- Born: Nir Jacob Kaplan 8 August 1989 (age 36) Tel Aviv, Israel
- Occupations: Actor, Radio Broadcaster
- Years active: 1995–present

= Nir Jacob Kaplan =

Israeli actor

Nir Jacob Kaplan (ניר יעקוב קפלן; born 8 August 1989) is an Israeli actor, entertainer and a radio presenter. He appeared in the Israeli children TV show Yami with Dafna Dekel. Entering his adulthood he also presented a Nationally syndicated radio program berosh tsair (בראש צעיר).

==Early life==
The son of Lieutenant Colonel Moti Kaplan, a former military man, and Tami Kaplan, a housewife and former officer in the Israel Defense Forces, Kaplan was born in Tel Aviv, Israel. He grew up in Herzeliya, Israel, where the family moved soon after his birth. He was raised as an Orthodox Jew, under the strict rule of his religious father. At the age of five he was diagnosed as a gifted child by the teachers in his kindergarten in Herzeliya, but relinquished his academic pursuits in favour of his theatrical aspirations.

==Career==
Nirs first onscreen appearance was on the hit children TV series Yami in 1995 Where he starred as the young child Noam searching for the logic of behind number counting. He found his answers through many adventures and comical moments.
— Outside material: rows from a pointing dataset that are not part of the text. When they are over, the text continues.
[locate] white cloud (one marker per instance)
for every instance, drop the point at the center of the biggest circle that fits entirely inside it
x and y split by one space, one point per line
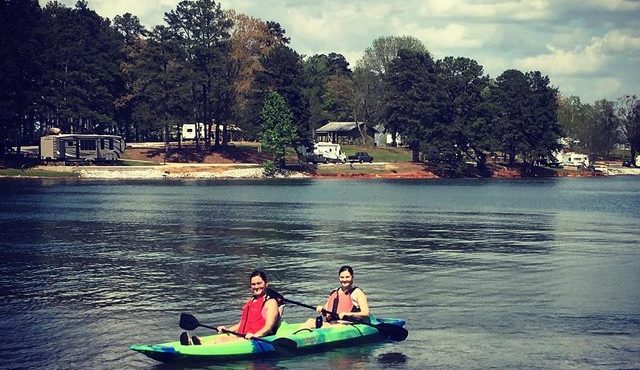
513 10
620 40
613 5
566 62
451 36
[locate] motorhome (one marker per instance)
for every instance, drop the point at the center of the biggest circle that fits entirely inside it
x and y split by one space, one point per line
81 148
572 159
234 133
189 131
323 153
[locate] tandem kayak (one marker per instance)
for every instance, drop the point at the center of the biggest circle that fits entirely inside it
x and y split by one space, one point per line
305 339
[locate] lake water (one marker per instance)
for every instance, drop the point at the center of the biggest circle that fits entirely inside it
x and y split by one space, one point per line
487 273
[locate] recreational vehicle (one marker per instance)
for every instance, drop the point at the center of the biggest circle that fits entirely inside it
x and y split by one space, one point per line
189 131
324 152
572 159
81 148
234 133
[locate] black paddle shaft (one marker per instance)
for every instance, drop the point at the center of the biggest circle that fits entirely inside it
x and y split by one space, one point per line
189 322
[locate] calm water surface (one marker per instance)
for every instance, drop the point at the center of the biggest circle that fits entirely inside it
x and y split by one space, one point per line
488 274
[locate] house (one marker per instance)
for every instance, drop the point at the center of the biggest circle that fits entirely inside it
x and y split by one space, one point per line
346 133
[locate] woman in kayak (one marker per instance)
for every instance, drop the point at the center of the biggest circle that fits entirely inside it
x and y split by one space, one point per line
260 315
346 301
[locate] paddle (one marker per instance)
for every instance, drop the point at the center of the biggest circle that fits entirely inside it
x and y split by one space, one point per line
393 332
189 322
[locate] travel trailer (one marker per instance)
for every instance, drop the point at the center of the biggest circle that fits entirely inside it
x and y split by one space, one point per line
234 133
81 148
323 153
572 159
189 131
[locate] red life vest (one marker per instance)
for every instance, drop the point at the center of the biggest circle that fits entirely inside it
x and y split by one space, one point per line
254 316
336 305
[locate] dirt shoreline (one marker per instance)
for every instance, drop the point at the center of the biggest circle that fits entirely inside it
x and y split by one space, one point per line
196 171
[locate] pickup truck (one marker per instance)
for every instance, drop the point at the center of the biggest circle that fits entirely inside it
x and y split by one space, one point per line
360 157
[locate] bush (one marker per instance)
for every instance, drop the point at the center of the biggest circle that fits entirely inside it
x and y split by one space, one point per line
269 168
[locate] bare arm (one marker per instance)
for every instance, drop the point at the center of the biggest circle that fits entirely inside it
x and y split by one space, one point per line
272 316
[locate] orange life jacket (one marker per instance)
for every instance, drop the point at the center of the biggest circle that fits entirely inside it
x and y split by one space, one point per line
336 305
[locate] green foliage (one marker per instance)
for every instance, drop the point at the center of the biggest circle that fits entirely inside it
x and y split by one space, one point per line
629 113
464 115
283 73
525 114
278 129
269 168
413 98
21 32
201 30
82 80
602 135
326 77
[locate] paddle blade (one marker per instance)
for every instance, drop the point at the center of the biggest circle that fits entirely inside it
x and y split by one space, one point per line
393 332
275 295
188 321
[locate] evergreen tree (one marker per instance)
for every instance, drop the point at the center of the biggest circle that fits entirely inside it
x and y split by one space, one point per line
20 44
283 74
413 98
465 113
278 129
202 30
629 114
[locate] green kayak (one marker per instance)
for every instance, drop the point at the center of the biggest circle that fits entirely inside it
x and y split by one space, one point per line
292 336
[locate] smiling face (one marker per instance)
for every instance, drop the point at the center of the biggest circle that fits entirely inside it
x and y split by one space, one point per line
258 286
346 279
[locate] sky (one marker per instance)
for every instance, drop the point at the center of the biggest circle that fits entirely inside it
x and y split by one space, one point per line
588 48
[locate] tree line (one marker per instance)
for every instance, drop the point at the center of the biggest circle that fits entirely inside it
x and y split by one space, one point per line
73 69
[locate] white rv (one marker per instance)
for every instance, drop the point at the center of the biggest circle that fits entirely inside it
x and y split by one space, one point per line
572 159
189 131
81 148
323 153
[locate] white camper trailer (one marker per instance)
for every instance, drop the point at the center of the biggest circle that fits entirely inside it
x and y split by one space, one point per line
572 159
81 148
323 153
189 131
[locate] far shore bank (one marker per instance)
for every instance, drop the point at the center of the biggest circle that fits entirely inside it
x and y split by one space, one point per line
244 161
403 170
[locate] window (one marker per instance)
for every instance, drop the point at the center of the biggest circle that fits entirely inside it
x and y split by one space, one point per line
89 144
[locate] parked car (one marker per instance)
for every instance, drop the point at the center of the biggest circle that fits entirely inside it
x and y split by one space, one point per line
360 157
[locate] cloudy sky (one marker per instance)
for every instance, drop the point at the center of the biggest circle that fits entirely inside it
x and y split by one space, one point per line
588 48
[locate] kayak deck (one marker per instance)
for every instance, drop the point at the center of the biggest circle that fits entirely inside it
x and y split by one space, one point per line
238 348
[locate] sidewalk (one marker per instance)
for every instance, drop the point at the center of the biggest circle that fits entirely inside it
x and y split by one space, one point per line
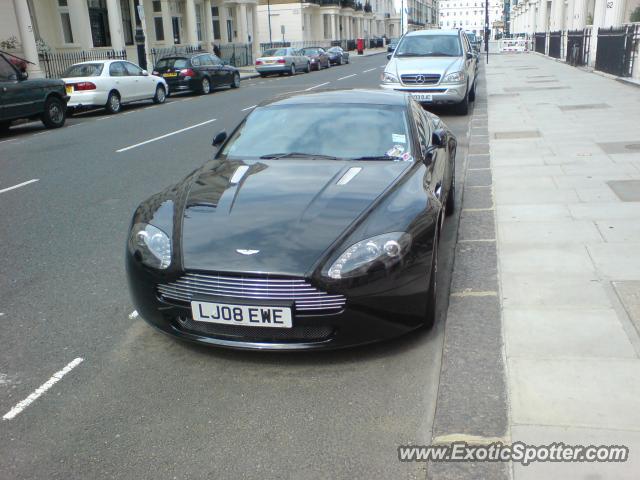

After the show ended in 1997 Kaplan kept a low profile, preferring to hone his acting talents and study journalism in preparation for his next project, which was to be his greatest in his early life. berosh tsair (בראש צעיר) was a nationally syndicated radio program broadcast on "Reshet Alef" (רשת א') in which Kaplan took over the duty of main presenter and editor. He worked feverishly on the show while negotiating with the Israel Defense Forces on the service for his country as a celebrity entertainer. He was eventually drafted into the Military Police Corps, where the nature of his service cannot be disclosed. He is due to be discharged from the army on 2 February 2011.